Wednesday, November 10, 2010

Justice Stevens on ‘Invidious Prejudice’

New York Times
Editorial
November 9, 2010


A great deal of what public figures have said about the proposed Islamic cultural center near ground zero in Lower Manhattan has been aimed at playing off fear and intolerance for political gain. Former Justice John Paul Stevens of the Supreme Court, on the other hand, delivered one of the sanest and most instructive arguments for tolerance that we have heard in a long time.

Justice Stevens, who retired at the end of the court’s last term, served for two and a half years as an intelligence officer in Pearl Harbor during World War II. In a speech on Thursday in Washington, he confessed his initial negative reaction decades later at seeing dozens of Japanese tourists visiting the U.S.S. Arizona memorial.

“Those people don’t really belong here,” he recalled thinking about the Japanese tourists. “We won the war. They lost it.
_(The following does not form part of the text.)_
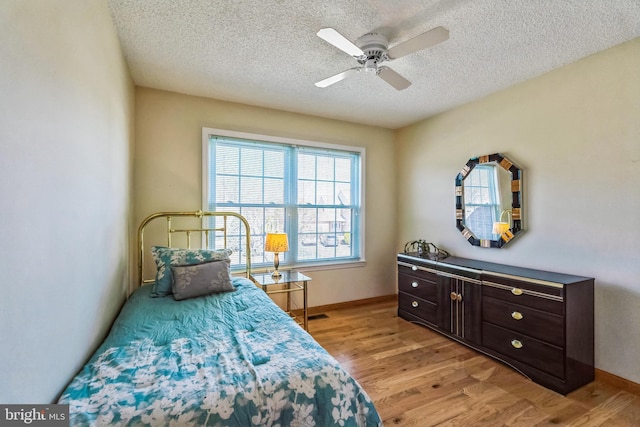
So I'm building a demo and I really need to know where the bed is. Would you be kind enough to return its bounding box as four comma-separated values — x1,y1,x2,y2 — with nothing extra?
58,211,381,426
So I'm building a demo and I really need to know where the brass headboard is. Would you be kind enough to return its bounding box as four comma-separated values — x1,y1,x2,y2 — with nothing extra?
136,210,252,294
We shouldn’t allow them to celebrate their attack on Pearl Harbor even if it was one of their greatest victories.”

But then Justice Stevens said that he recognized his mistake in “drawing inferences” about the group of tourists that might not apply to any of them. “The Japanese tourists were not responsible for what some of their countrymen did decades ago,” he said, just as “the Muslims planning to build the mosque are not responsible for what an entirely different group of Muslims did on 9/11.”